Sigvald Harryson
Sigvald Harryson is an Associate Professor at the Copenhagen Business School within the Department of Management, Politics and Philosophy. He also serves as Director of International Partnerships at Lund University School of Management where his main-responsibility resides in forging research alliances with industry. Between 2003 and 2006, he developed the master program Managing Growth Through Innovation at the Baltic Business School (merged into Linnaeus in 2009) in Sweden, and acted as Program Director for this until 2006 when he joined CBS. Prior to his academic career, he spent three years as a development engineer working across five different European R&D and Engineering Centers of Tetra Pak. From 1994 until 2004, Sigvald spent ten years in general management consulting with the companies Arthur D. Little as Partner, Booz Allen Hamilton as Principal, and the Boston Consulting Group as Manager. Sigvald received a magna cum laude doctoral degree in Japanese R&D Management from the St. Gallen University in 1995, and a PhD in Knowledge & Innovation Management at the Göteborg School of Economics in October 2002. His research focuses on Entrepreneurship and Innovation Leadership through University Collaboration. He is also exploring Business Model Transformation; Born Global Entrepreneurship and Reverse Innovation through Industry-University Collaboration in China.
Sigvald has published in premier journals like Journal of Management Studies, R&D Management, and the Harvard Business Review. He has also published four teaching and management books focusing on Innovation and Entrepreneurship. His first book was published in Chinese by Peking University Press that has sold out four editions.
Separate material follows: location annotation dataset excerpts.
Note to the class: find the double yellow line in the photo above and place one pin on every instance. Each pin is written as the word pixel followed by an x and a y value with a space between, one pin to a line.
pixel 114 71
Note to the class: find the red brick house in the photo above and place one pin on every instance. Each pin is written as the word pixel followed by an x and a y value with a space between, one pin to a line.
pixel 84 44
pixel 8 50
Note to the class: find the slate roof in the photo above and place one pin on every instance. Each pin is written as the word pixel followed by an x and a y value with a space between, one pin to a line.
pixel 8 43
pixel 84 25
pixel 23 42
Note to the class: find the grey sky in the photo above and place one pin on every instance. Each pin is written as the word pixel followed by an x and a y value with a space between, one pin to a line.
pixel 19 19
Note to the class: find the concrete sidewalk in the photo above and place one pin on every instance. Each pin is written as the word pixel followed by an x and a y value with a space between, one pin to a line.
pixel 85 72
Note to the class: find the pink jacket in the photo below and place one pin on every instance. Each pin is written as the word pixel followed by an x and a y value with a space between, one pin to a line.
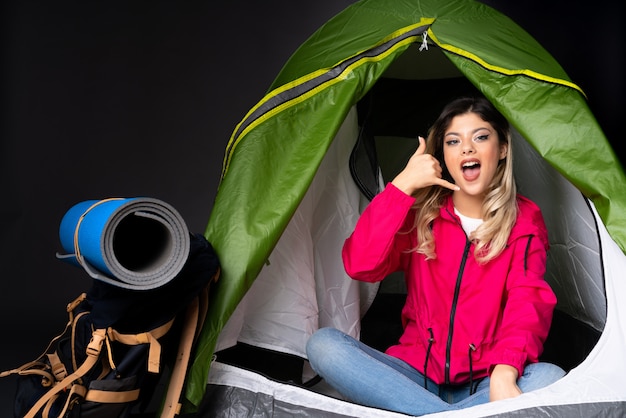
pixel 460 319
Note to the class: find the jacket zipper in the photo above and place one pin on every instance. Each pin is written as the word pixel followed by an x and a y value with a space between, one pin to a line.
pixel 457 290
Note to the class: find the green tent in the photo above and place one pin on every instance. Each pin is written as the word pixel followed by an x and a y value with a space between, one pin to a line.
pixel 370 63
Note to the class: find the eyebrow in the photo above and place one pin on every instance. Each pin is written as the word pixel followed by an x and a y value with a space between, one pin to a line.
pixel 473 132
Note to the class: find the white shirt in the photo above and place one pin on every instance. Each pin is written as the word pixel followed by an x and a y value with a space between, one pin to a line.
pixel 469 224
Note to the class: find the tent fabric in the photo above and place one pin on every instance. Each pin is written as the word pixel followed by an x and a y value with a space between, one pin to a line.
pixel 275 152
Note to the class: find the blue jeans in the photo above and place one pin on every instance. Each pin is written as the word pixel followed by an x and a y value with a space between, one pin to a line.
pixel 369 377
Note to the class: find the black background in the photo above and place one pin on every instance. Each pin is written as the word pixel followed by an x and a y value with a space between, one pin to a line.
pixel 104 99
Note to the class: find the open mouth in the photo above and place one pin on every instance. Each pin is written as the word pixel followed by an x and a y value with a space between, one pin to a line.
pixel 471 170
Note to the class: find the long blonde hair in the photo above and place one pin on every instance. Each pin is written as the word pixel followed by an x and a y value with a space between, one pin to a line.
pixel 500 205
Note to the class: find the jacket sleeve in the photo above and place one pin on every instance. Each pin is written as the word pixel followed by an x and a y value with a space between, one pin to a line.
pixel 372 251
pixel 530 303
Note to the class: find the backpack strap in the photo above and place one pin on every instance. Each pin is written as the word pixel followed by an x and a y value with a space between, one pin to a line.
pixel 194 320
pixel 93 353
pixel 149 337
pixel 172 404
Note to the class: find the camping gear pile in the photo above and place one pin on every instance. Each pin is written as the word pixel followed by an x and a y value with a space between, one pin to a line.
pixel 126 346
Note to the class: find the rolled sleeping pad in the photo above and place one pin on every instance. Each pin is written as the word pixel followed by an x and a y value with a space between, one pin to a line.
pixel 134 243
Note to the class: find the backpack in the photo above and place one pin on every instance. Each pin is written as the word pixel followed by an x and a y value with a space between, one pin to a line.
pixel 123 353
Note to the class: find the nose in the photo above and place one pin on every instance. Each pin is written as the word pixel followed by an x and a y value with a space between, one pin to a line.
pixel 468 147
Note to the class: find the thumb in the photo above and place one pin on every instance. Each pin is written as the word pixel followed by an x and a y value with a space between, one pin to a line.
pixel 421 149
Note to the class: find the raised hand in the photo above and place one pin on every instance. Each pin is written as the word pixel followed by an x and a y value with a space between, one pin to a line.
pixel 422 170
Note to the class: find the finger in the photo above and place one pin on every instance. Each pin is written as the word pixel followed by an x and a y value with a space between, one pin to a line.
pixel 422 145
pixel 448 185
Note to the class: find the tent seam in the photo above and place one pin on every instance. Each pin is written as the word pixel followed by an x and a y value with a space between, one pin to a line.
pixel 505 71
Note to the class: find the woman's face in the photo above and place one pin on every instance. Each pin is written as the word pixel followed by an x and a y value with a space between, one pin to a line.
pixel 472 151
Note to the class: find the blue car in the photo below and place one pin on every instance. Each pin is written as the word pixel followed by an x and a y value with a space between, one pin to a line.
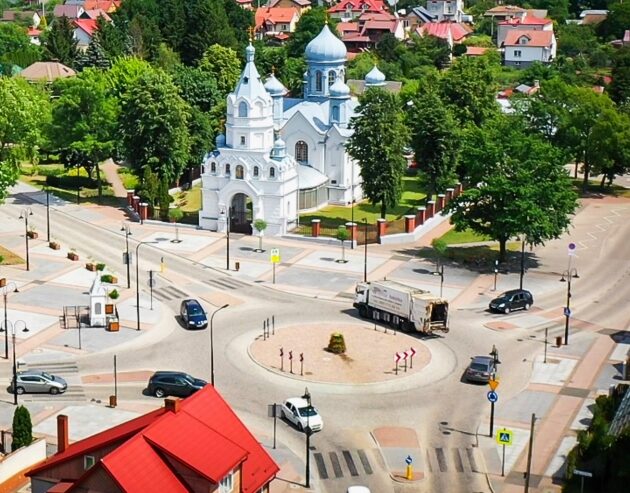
pixel 193 315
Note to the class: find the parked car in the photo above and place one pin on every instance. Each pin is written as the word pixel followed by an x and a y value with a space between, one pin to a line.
pixel 480 369
pixel 193 315
pixel 298 411
pixel 37 381
pixel 516 299
pixel 175 383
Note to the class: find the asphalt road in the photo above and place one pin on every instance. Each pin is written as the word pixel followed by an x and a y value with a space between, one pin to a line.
pixel 445 413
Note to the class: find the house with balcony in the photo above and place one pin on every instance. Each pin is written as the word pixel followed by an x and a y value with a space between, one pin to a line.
pixel 197 444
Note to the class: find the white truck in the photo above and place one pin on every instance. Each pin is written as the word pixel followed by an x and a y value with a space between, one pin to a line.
pixel 404 307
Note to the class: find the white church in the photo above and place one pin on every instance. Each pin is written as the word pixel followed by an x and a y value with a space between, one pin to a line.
pixel 282 155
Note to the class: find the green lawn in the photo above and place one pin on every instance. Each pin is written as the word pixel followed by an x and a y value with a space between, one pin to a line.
pixel 412 197
pixel 453 237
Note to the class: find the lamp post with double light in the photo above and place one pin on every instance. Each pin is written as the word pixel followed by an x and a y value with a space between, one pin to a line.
pixel 212 342
pixel 11 287
pixel 24 215
pixel 13 326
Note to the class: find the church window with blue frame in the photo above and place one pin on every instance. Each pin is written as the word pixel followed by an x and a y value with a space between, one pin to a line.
pixel 301 151
pixel 242 109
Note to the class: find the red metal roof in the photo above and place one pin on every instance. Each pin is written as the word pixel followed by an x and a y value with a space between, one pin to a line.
pixel 205 436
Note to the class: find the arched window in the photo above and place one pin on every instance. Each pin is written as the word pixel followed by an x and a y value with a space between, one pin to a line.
pixel 331 77
pixel 242 109
pixel 301 151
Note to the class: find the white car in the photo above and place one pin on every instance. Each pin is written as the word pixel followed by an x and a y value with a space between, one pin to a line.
pixel 297 411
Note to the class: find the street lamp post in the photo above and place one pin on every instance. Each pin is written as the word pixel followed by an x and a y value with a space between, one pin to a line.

Sigvald received his Docent competence from Lund University in 2006. Over the past ten years, Sigvald has been invited to make more than 100 executive presentations and seminars for organizations like IIR, Euroforum, marcusevans, ICM, ZFU and many global companies.
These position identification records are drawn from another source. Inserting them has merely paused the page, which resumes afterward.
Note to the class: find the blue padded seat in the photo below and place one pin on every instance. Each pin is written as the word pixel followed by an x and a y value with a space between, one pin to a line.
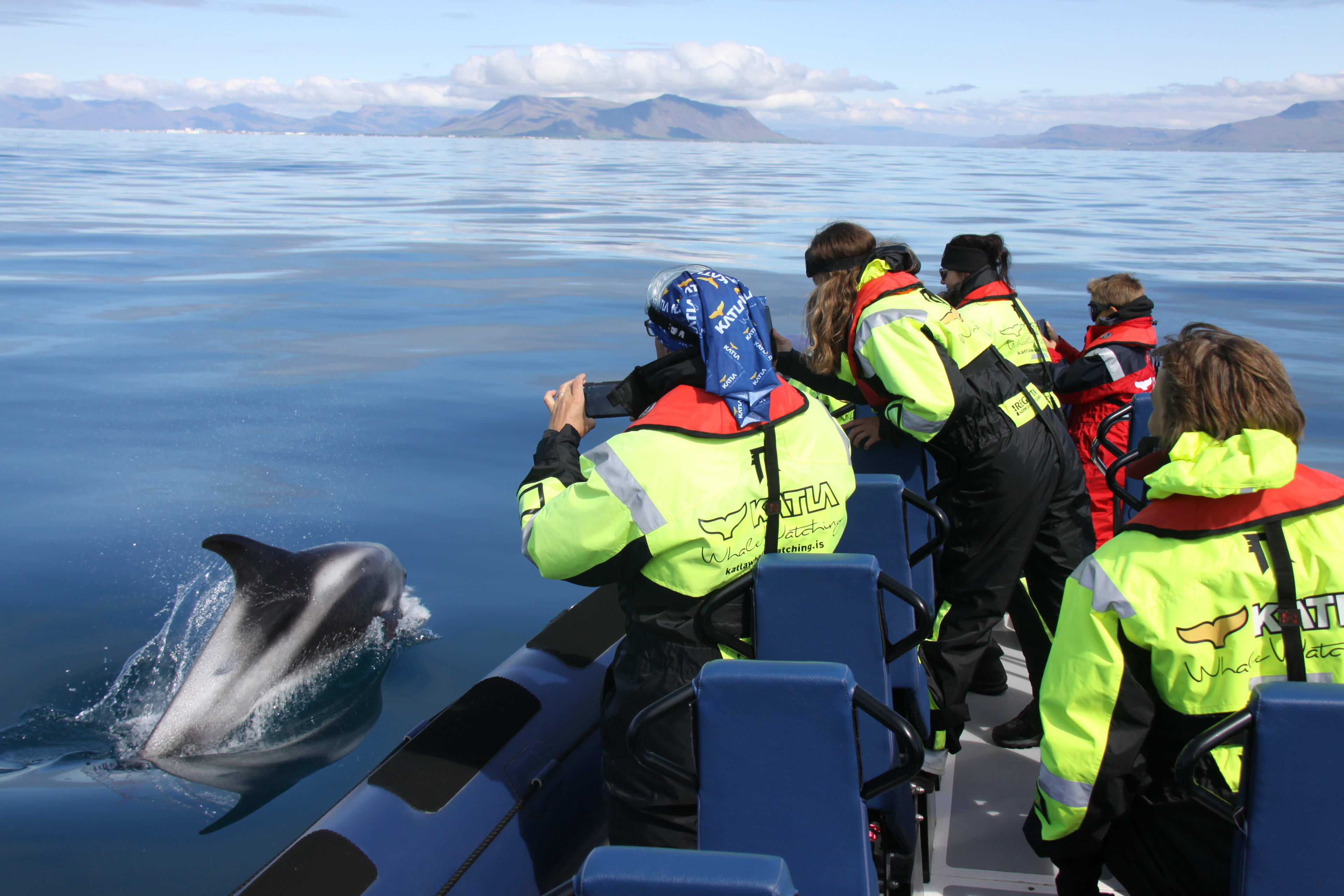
pixel 877 526
pixel 826 608
pixel 644 871
pixel 779 770
pixel 1292 798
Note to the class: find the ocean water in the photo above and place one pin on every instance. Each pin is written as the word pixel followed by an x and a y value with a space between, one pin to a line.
pixel 307 340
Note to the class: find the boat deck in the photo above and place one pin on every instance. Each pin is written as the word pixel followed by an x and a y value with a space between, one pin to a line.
pixel 978 843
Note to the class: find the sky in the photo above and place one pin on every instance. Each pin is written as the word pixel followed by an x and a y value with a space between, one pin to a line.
pixel 953 66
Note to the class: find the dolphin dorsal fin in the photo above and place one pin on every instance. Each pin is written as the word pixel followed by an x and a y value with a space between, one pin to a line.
pixel 252 562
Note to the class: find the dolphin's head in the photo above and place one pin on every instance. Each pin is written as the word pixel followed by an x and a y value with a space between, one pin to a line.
pixel 289 612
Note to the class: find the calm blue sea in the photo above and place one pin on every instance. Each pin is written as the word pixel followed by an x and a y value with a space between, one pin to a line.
pixel 307 339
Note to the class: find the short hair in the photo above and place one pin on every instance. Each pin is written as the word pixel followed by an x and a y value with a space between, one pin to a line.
pixel 1221 383
pixel 1116 290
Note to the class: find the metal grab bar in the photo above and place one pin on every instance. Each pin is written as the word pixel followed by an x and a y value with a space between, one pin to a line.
pixel 1113 480
pixel 712 604
pixel 908 745
pixel 1104 429
pixel 941 526
pixel 659 708
pixel 1187 763
pixel 924 617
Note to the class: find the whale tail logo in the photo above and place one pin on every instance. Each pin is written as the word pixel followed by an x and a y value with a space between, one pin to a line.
pixel 725 526
pixel 1216 630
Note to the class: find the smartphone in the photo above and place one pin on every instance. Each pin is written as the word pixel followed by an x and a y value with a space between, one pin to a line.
pixel 597 402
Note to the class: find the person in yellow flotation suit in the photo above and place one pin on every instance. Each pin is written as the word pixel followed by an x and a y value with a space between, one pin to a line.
pixel 1167 628
pixel 722 464
pixel 1010 483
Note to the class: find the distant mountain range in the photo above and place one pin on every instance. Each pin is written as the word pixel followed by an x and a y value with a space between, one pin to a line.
pixel 1306 127
pixel 139 115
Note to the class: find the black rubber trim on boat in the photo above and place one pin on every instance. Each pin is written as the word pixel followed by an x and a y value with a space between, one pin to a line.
pixel 319 864
pixel 429 769
pixel 582 633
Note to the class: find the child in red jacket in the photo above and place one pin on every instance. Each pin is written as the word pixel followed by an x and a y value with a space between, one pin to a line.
pixel 1113 366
Sigvald is also a Board member of Copenhagen School of Entrepreneurship and Chairman of the Board of InnoVentum. Perhaps as a less common point in any résumé, Sigvald qualified among more than 9000 contenders into the 2011 Swedish edition of Survivor (called Robinson in Sweden). His performance and final results may not be disclosed at this point.
“The one attacking an innovation challenge by asking “how” will not get an equally good solution as the one asking “who.”